Late Relapse of Germ Cell Tumors After Prior Chemotherapy or Surgery-only.

Abstract

Late relapse (LR) of germ cell tumor (GCT) is defined as relapsed disease >2 years from initial treatment. LR remains a challenge both for optimal screening methods and management. We report the method of detection, treatments received, and outcomes in patients with chemotherapy-exposed vs chemotherapy-naïve LR GCT. The Indiana University testicular cancer database was queried identifying 131 patients with LR GCT evaluated at Indiana University from January 2000 to January 2019. Method of detection of LR was recorded along with site, treatment received, and survival outcomes.

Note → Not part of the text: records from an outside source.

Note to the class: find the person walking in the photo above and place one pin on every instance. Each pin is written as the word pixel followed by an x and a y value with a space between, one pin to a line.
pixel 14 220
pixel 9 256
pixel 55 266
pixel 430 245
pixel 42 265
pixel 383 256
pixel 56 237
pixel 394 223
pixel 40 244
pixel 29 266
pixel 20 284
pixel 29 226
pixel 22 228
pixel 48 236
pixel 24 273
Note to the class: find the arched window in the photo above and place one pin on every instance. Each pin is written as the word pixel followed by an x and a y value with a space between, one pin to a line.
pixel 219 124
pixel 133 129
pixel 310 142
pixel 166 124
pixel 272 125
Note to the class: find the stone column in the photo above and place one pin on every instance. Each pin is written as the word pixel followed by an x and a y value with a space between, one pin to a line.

The cohort was divided into 4 groups according to seminoma versus non-seminoma GCT (NSGCT) and chemotherapy-exposed vs chemotherapy-naïve LR. Progression-free survival (PFS) and overall survival (OS) were analyzed using the Kaplan-Meier method and compared using the log-rank test. Medians with 95% confidence intervals were also calculated along with the 2-year probabilities. Median age at LR was 38.3 (range, 19.3-56.8). Chemotherapy-exposed accounted for 75 (57%) and chemotherapy-naïve for 56 (43%) of cases. The 2-year OS comparing chemotherapy-exposed versus chemotherapy-naïve was 78.2% versus 100% (P=.0003). For the 72 chemo-exposed NSGCT LR pts, 2-year PFS based on treatment: surgery vs chemotherapy versus surgery+chemotherapy was 67.1% versus 0% versus 47.1% (P < 0.0001). Fifty-nine percent of chemotherapy-exposed LR had elevation of alpha fetoprotein (AFP) at LR diagnosis. GCT pts require lifetime follow-up with annual physical exam and tumor markers. Surgical resection, when feasible, remains the preferred treatment for chemotherapy-exposed LR. Chemotherapy-exposed LR has worse outcomes compared to chemotherapy-naïve LR patients.